I’ve been climbing ice for six years and rock for four, and when I tell people this, they are surprised at the lack of chronological order. Rest assured, I was a beginner for many, many years. I had trouble walking in crampons (metal plates with spikes that serve as attachments to winter boots for mountaineering or technical ice climbing) so much that on my first day, I fell into an ice cold stream while trying to cross a log.
Photograph by Peter Hoang
Things got much easier after that; I didn’t fall into as many streams.
I didn’t find rock climbing (or rather, it didn’t find me) until I moved to New York City two years later. Although I didn’t know it then, there was a world of nature and movement that was waiting for me to embrace it.
Photograph by Day Acheson
I started working full-time in a Soho gear shop, and my days off were spent climbing outdoors as much as humanly possible.
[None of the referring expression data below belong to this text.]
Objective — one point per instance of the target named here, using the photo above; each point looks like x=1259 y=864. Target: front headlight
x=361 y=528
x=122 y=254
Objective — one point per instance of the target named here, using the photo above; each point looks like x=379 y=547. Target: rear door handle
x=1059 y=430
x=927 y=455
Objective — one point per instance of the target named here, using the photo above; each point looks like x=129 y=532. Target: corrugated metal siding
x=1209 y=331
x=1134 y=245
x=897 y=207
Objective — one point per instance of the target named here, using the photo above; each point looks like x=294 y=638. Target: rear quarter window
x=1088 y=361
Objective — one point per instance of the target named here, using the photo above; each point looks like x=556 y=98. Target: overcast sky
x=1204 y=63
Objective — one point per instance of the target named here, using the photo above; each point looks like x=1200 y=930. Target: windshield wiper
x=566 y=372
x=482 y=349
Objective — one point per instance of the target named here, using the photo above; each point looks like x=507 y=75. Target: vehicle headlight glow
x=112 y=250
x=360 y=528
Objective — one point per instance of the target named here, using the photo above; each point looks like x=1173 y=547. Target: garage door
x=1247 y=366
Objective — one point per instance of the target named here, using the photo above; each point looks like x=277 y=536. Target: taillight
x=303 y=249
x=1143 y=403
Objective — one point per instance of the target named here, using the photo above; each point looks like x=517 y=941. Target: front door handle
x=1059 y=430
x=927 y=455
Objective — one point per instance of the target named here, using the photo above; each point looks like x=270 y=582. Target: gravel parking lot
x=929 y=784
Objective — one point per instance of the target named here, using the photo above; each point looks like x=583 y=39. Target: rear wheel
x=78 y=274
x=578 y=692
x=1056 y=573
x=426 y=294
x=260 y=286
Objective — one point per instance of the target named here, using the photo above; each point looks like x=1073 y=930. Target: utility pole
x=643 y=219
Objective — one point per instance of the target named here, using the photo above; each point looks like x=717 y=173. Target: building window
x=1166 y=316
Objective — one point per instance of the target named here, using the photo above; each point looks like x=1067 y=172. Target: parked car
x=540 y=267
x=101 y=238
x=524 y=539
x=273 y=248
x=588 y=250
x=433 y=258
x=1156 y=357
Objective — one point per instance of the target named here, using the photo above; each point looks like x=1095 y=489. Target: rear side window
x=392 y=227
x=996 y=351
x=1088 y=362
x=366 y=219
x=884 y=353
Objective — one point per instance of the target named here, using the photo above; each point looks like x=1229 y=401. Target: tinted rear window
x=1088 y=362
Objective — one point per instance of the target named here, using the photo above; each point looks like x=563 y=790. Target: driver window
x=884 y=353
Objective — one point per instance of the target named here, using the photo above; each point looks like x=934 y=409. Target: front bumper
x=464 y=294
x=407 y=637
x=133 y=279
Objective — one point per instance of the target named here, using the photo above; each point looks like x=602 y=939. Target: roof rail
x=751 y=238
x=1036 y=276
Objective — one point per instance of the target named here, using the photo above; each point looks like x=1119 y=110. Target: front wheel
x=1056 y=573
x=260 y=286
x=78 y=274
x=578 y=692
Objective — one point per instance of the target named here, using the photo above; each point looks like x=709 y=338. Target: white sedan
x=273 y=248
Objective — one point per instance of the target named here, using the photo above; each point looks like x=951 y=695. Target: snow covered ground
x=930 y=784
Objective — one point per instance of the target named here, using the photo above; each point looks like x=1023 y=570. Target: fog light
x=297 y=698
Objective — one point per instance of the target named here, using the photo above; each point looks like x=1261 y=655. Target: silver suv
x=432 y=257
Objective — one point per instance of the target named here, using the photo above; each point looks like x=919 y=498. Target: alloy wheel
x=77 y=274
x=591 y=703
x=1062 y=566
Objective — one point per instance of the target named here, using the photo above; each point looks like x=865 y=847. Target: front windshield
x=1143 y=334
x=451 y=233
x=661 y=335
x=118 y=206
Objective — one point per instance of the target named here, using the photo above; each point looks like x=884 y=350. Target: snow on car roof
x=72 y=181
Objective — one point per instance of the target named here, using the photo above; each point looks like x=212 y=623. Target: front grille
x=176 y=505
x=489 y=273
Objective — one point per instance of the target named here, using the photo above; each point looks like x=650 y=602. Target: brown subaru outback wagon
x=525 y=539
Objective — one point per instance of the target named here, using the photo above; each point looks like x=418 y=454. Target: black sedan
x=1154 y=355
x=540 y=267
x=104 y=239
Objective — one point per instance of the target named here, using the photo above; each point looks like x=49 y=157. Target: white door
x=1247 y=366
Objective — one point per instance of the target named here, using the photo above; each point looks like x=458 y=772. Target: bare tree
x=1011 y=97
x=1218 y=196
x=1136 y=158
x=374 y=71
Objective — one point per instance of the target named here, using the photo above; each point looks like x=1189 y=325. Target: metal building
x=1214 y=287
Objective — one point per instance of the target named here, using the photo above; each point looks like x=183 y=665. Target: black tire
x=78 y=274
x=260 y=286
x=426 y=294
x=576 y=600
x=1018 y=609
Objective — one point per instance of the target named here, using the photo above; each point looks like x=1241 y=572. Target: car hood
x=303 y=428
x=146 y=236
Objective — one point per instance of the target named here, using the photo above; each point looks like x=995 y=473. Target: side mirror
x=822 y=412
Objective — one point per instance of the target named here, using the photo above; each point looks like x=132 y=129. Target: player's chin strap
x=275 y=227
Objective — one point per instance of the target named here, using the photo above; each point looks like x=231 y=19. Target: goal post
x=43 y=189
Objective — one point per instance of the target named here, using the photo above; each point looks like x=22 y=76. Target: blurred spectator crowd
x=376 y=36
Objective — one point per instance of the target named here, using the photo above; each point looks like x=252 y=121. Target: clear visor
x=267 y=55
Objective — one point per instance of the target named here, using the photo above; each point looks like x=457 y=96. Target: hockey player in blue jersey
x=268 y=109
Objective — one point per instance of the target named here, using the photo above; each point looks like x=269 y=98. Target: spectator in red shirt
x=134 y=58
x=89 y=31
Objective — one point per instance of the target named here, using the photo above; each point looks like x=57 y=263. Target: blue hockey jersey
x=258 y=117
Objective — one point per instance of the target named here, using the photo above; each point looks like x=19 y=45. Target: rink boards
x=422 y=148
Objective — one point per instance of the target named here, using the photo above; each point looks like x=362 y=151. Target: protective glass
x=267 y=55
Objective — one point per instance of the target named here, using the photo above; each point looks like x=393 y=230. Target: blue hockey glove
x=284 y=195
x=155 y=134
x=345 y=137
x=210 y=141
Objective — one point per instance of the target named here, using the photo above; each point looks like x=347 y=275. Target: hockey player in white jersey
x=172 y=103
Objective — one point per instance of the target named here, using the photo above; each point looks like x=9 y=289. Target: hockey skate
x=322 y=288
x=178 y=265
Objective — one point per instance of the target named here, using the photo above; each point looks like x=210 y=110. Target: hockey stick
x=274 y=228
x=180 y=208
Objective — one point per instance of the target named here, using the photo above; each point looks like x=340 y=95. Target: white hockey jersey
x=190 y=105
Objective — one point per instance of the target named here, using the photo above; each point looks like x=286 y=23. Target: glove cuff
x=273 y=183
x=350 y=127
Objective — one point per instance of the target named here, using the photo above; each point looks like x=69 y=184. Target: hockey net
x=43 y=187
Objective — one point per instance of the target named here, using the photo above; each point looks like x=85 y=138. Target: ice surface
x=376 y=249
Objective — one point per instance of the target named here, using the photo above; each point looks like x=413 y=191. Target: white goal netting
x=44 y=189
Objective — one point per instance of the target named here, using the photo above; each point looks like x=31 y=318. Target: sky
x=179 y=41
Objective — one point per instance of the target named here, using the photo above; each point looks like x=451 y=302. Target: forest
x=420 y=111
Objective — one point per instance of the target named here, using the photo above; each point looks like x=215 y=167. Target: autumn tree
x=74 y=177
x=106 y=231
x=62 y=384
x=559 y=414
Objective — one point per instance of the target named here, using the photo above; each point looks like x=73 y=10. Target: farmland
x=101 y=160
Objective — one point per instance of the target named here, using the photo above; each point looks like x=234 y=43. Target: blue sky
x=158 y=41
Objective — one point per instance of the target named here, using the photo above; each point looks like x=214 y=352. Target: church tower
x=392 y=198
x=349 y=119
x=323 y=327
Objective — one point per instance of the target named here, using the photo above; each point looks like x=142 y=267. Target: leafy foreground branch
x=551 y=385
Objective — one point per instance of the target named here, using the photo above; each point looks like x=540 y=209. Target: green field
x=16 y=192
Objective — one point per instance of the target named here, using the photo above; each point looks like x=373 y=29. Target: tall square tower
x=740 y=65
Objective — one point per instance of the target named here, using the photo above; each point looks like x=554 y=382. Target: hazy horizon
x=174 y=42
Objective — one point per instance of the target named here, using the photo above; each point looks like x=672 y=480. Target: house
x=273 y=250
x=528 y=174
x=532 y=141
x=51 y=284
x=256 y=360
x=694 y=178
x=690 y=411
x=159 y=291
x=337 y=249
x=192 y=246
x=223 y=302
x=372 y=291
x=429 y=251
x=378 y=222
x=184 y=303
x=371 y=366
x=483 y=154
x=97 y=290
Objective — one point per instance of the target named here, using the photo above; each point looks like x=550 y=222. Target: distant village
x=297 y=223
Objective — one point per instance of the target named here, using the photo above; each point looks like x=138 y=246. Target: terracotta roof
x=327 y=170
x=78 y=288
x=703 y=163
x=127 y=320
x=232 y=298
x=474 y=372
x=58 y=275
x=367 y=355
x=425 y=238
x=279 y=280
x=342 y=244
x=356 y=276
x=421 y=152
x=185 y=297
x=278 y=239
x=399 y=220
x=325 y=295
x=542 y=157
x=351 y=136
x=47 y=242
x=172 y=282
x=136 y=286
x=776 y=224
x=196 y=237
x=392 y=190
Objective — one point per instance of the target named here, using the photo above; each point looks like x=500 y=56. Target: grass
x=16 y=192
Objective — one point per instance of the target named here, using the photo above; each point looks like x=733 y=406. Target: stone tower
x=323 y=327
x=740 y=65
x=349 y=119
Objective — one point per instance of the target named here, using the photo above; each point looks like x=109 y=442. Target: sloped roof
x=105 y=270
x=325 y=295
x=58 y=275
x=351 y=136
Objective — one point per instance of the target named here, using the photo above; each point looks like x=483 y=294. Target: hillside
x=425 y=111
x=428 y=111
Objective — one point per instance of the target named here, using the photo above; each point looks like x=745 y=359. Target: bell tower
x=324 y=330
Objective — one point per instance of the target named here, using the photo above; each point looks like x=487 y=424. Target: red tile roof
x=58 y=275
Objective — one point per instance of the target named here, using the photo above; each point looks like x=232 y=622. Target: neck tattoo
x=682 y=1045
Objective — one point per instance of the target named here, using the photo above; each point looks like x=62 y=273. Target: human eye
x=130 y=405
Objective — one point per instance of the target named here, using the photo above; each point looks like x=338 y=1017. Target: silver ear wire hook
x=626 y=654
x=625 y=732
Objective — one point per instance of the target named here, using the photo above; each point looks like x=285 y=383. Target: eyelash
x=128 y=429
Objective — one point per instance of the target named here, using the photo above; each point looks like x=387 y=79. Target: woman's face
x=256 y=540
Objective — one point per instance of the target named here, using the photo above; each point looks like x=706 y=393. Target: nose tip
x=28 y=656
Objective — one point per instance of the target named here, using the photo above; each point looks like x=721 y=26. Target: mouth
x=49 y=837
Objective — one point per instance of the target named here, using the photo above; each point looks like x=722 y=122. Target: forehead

I soon realized that rock climbing is not like ice climbing, and its gymnastics-like movement lent itself well to my body type. Where athleticism and straight up burly power is necessary on ice, rock climbing required much more agility than strength.
I liked that rock climbing played to my strengths, and the better I became, the more motivated I was to keep moving. Sometimes, when you start gaining the downhill momentum, it’s hard to stop or know where you’ll stop. And I knew that I didn’t want to – there was really no going back to the person I used to be.
I won’t lie; I used rock climbing as a way to escape the bitter breakup I’d endured. I climbed past the emotionally turbulent days as I continued to spend time learning and being humbled. The rock doesn’t change; you do.
At first, being able to learn how to climb higher and place gear was a life preserver that I desperately clung to as I wondered where the poetry and peace in my life went. Climbing made me happy because I was in a world of devastation, and I was constantly looking to escape it. In exploring a world of outdoors sports, I had to lay down my pain and anger because carrying it around with me was making it hard to climb, and even worse, making it hard to live.
Pain can be another form of gravity that weighs you down.
I no longer run away but instead, run towards the things that fuel my passions. It took me years, but I finally learned the difference between the two. I continue to travel and climb because there is a constant reminder that it’s the awkward first steps we take that lay the foundation to any new beginning. And to those of us with a goal to climb higher, every beginning starts from the ground, up.